BELFAST'S proud history of producing some of the world’s best in electronic music and production goes back to nearly half a century. From David Holmes to Bicep, the capital has long been home to some of the best international talents that are on offer in the vast genre – and this week, another storied institution within the scene announced its return.
AVA Festival, which was forced into a Covid hiatus last year, announced its return in sweeping fashion with a huge line-up of artists from all over the world. With its reputation for packing out venues, weekend-long parties and sweat-inducing memories, AVA has come to represent the best of what makes Belfast and Northern Ireland a powerhouse in electronic music – a grassroots organisation that is artist-led and continually exceeds the expectations of an independent arts festival. Its line-up announcement will be a welcome sight to the thousands of ticket sellers around the globe who attend every year.
And while AVA will rely on the speedy distribution of vaccines to proceed unhindered, things look positive – Irish and UK tours from New Pagans, NewDad, Pillow Queens and more were announced in the last few weeks, indicating a strengthening return of the live sector. Those who will make their way to AVA this year will be treated to a mix of producers, DJ’s and rap acts such as Gemma Dunleavy, Leo Miyagee, Mount Palomar, Kojaque, Jada G and more.
Keeping in the vein of electronica and production, a particular shout out that was overlooked last week needs to go out to Gilmore’. The Bangor-based musician released his latest track ‘Here’ in association with the Oh Yeah Centre’s ‘Scratch My Progress’ talent development program. At only 17-years-old, Gilmore’ has demonstrated himself to be one of the more forward-thinking, imaginative and talented young producers and writers in the country. Combining Garage, Drum and Bass, Dance and House with alternative found sounds, ‘Here’ has been a runaway train of an earworm in my head for the past week. Check him out online asap.
Heading to Dublin for a while, the attempted accolades continue to pile up for Fontaines D.C. – their brand of post-punk that channels The Clash as much as The Pogues has continued to strike chords following the release of their second album ‘A Hero’s Death’. With a Grammy nomination under their belt, the Dublin quintet can now also count a BRIT nomination for ‘Best International Group’ on their proverbial belts. Best of luck to the lads in the hope that their next award does not allude them as all previous have done.

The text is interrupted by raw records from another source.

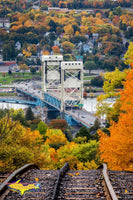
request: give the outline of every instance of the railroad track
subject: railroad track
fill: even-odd
[[[39,170],[33,164],[26,165],[1,184],[0,200],[132,200],[133,173],[108,171],[108,177],[106,165],[103,166],[76,171],[70,170],[68,164],[61,170]],[[13,181],[19,185],[15,191],[9,188]],[[34,190],[22,190],[31,184]]]
[[[12,172],[1,171],[0,172],[0,185],[10,176]]]

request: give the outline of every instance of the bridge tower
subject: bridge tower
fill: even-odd
[[[61,63],[61,110],[83,103],[83,63]]]
[[[62,55],[43,55],[42,90],[43,92],[59,91],[61,88]]]
[[[45,102],[64,111],[83,102],[83,63],[63,61],[62,55],[42,56]]]

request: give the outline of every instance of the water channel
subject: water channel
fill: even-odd
[[[106,102],[108,102],[110,104],[113,104],[114,101],[115,101],[114,99],[106,100]],[[84,104],[83,108],[85,110],[89,111],[92,114],[94,114],[96,112],[96,105],[97,105],[96,98],[84,99],[84,103],[83,104]],[[7,109],[11,109],[11,108],[20,109],[20,108],[22,108],[22,109],[24,109],[24,108],[28,108],[28,105],[0,102],[0,108],[1,109],[4,109],[4,108],[7,108]]]

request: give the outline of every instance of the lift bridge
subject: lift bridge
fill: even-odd
[[[83,104],[83,63],[63,61],[62,55],[43,55],[44,101],[64,112]]]

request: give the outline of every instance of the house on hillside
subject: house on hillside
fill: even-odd
[[[94,41],[96,41],[99,37],[99,33],[92,33],[92,38]]]
[[[16,42],[15,49],[17,49],[17,50],[21,49],[21,43],[19,41]]]
[[[10,20],[8,18],[0,18],[0,28],[3,28],[7,32],[9,32],[9,30],[10,30]]]

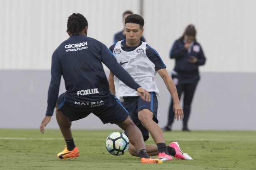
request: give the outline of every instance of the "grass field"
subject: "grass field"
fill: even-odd
[[[178,141],[193,160],[143,164],[128,152],[107,152],[106,138],[118,130],[73,130],[80,156],[60,160],[65,144],[58,130],[0,129],[0,170],[256,170],[256,131],[206,131],[164,133],[167,144]],[[154,143],[152,138],[147,143]]]

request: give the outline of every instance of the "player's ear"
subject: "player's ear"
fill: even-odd
[[[85,27],[85,28],[84,29],[84,33],[85,34],[85,36],[87,36],[87,30],[88,29],[88,26],[87,26],[86,27]]]
[[[69,31],[68,30],[67,30],[67,33],[68,33],[68,35],[69,35],[69,37],[71,37],[72,36],[72,34],[71,34],[70,31]]]

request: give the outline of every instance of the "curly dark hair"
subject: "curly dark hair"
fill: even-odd
[[[70,32],[73,35],[79,34],[88,26],[87,20],[83,15],[79,13],[73,13],[68,17],[67,32]]]
[[[196,28],[195,28],[195,26],[192,25],[190,24],[187,27],[186,29],[184,32],[184,33],[182,36],[181,37],[181,39],[183,39],[184,35],[188,35],[189,36],[193,36],[196,37]]]
[[[131,14],[125,18],[125,23],[126,24],[128,23],[138,24],[140,25],[140,27],[142,29],[144,26],[144,19],[139,15]]]

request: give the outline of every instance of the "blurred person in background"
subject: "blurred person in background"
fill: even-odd
[[[171,49],[170,57],[175,59],[175,65],[171,77],[176,86],[179,99],[183,95],[183,127],[182,130],[190,131],[188,122],[191,105],[196,86],[200,79],[198,67],[205,64],[206,59],[202,47],[196,38],[196,31],[192,25],[188,25],[183,35],[175,41]],[[168,122],[163,131],[171,131],[174,118],[173,101],[172,99]]]
[[[127,16],[131,14],[133,14],[133,12],[129,10],[125,11],[123,14],[123,23],[124,25],[125,26],[125,18]],[[115,44],[118,42],[125,39],[126,38],[125,32],[124,27],[124,29],[122,31],[117,33],[114,35],[114,44]],[[146,40],[143,35],[141,37],[141,41],[146,42]]]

And in independent news, national broadcaster Today FM gets some extra karma points following the announcement of a new show that will focus on bringing contemporary Irish music to a broader listener base. While specialist presenters such as John Barker, Gemma Bradley and Dan Hegarty have long flown the flag of Irish artists on the biggest station in the country, the recent closure of the DAB PlayIrish was a blow to grassroots artists, who will welcome the news of the new broadcasts presented by DJ Fergal D’Arcy. The show, which is titled All Irish, will go out every Sunday between 8-9 am on Today FM and is an excellent step in the right direction to promote local creatives nationally.

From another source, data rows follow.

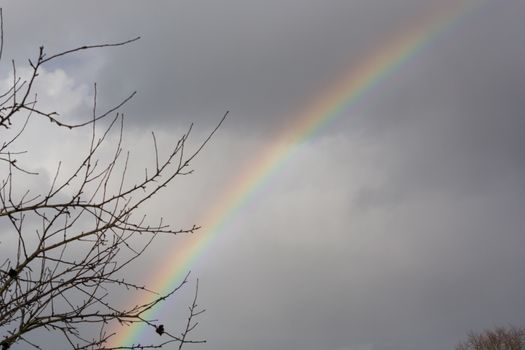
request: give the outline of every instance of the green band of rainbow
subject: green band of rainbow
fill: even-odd
[[[182,247],[176,247],[176,254],[166,259],[169,262],[162,264],[153,280],[147,283],[148,287],[166,293],[180,283],[195,260],[224,231],[224,227],[239,209],[286,163],[302,142],[340,116],[342,111],[352,107],[364,94],[431,43],[437,34],[456,23],[472,7],[469,4],[469,1],[462,0],[443,1],[441,7],[433,9],[429,17],[412,24],[401,35],[366,57],[361,65],[352,67],[330,89],[315,98],[280,137],[272,141],[261,155],[254,157],[254,163],[240,173],[224,195],[201,218],[199,224],[202,229],[196,237],[189,238]],[[137,300],[133,304],[146,302],[147,300]],[[151,310],[145,317],[154,318],[155,314],[156,311]],[[115,330],[117,335],[111,343],[113,346],[138,344],[143,328],[132,325]]]

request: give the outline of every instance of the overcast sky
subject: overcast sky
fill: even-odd
[[[17,0],[2,4],[0,74],[40,45],[141,36],[48,66],[43,100],[75,118],[94,82],[101,105],[137,90],[124,111],[138,161],[152,130],[167,147],[193,122],[198,142],[229,110],[196,173],[151,206],[184,225],[297,111],[443,3]],[[525,2],[472,3],[305,141],[197,259],[208,344],[188,349],[444,350],[469,330],[525,326]],[[163,264],[166,244],[146,262]]]

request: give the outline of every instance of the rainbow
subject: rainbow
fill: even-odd
[[[190,270],[190,267],[211,245],[211,242],[224,232],[239,209],[245,206],[254,195],[268,182],[300,145],[317,134],[320,129],[340,116],[343,111],[360,101],[363,95],[376,87],[381,81],[394,74],[400,66],[406,64],[418,52],[428,46],[433,39],[463,17],[472,6],[469,1],[446,1],[439,9],[429,11],[430,16],[412,24],[394,40],[381,46],[372,55],[368,55],[361,65],[352,67],[331,87],[313,100],[303,112],[288,126],[253,164],[249,164],[232,181],[224,195],[219,198],[201,218],[202,229],[196,238],[188,239],[177,247],[177,254],[164,262],[147,283],[149,288],[159,293],[167,293],[175,288]],[[147,300],[137,300],[134,304],[143,304]],[[154,318],[158,313],[151,310],[146,318]],[[111,339],[113,346],[130,346],[140,343],[144,326],[132,325],[116,331]]]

On the subject of independent artists, the announcement of a new musicians union Praxis will be welcomed by anyone with sense on the island. Launched officially on March 30th, Praxis will look to tackle public funding barriers, living wage guarantees and creator security. With an aim in uniting artists across all disciplines, including visual art, theatre, literature, comedy, dance, circus, and craft, among others, to improve their living and working conditions, Praxis launched its online platform this week for all to check out.
Spotlight on this week's releases goes on several tracks. First off is the space-age desert rock of the new Dunx track ‘One Of Us’, which channels 60s rock vocals on a miasmic guitar-driven romper. Then Pretty Happy treated us with Sea Sea Sea, which blends found recordings with post-punk basslines, beach rock tones and a chaotic wall of vocals. I love it dearly.
And for those who have just a bit too much on their plate then I thoroughly recommend Deep Sleep from Comrade Hat. The last single before the release of his second album, it's a gorgeous meander of a track down an arid, psychedelic siesta that will put your mind gloriously at ease.